Karmaşanın içinde savrulmuş,
Pembe hayallerin buğusunda kaybolmuşum.
Hava soğuk, rüzgâr ince bir sızı gibi eserken
Üzerime şehrin yorgunluğu çöküyor.
Cisim cisim yağmur taneleri düşüyor omuzlarıma;
Yılların verdiği ağırlık taşınıyor üzerimde.
Bir otobüs camına başımı dayayıp uyuya kalmışım.
Fark edemeden akıp gitmiş yıllarım.
Ah keşke genç olsaydım,
Çocuk kalabilseydim…
Saf, tertemiz, el değmemiş bir kalbim kalsaydı.
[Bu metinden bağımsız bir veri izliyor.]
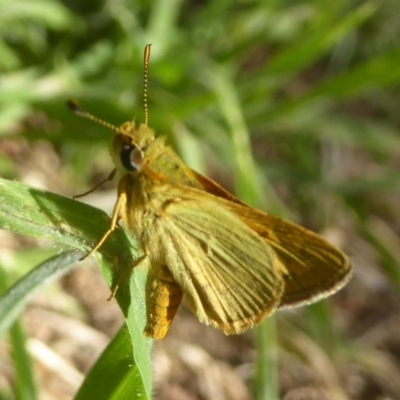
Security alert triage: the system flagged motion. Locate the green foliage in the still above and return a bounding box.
[0,0,400,398]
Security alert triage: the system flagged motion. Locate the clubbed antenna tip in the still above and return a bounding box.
[67,100,86,116]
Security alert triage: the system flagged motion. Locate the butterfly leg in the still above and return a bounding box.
[72,168,117,199]
[107,254,148,301]
[79,191,126,261]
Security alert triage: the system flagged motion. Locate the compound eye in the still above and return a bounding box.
[120,144,143,172]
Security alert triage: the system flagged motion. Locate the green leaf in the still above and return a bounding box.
[0,179,152,398]
[75,325,148,400]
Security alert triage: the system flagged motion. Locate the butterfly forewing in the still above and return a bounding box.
[189,173,351,308]
[136,185,283,333]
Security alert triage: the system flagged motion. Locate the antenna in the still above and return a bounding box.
[143,44,151,126]
[67,100,121,132]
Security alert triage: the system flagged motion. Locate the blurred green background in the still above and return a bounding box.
[0,0,400,400]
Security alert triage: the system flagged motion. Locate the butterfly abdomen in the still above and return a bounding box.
[144,266,183,339]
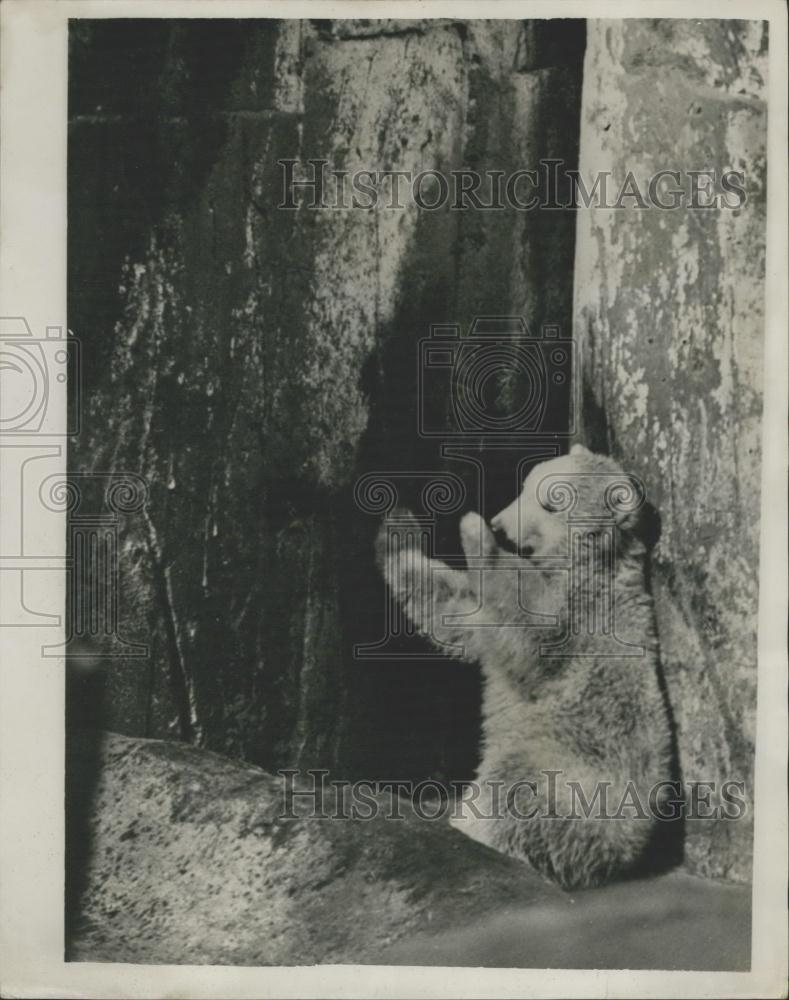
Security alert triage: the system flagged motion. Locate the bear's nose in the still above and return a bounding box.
[493,528,518,555]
Ne çok yıpranmış meğer çocuk yanım.
Ama ne fayda…
Bir bir geçti yıllarım,
Bir koşuşturmacanın ortasında yaşadım bu hayatı.
Karanlığı gündüzlerden,
Gündüzü geceden ayıramaz olmuş gözlerim;
Umursamıyor artık hangisi gece, hangisi gündüz.
Ama gel de anlat şimdi
Bu yorgunluğu bedenime.
Yorgun, argın…
Ve bir o kadar da geçen yıllara dargın.
Hayatın içinden geçiyorum yalnızca;
Karartılar içinde bir karartı gibiyim.
Geçip giden gemileri görmeden,
Uçuşan martıların sesini duymadan…
Kimsesiz bir yolcu gibi
Sahilde sessizce yürüyorum.
Bu şehirde kim bilir kaç hikâye gizli;
Kaç gözyaşıyla sabahladı karanlık.
Benim, senin, bizim…
Daha kaç kişinin yarım kalmış
Ve hiç yaşanmamış hikâyeleri saklıdır kim bilir.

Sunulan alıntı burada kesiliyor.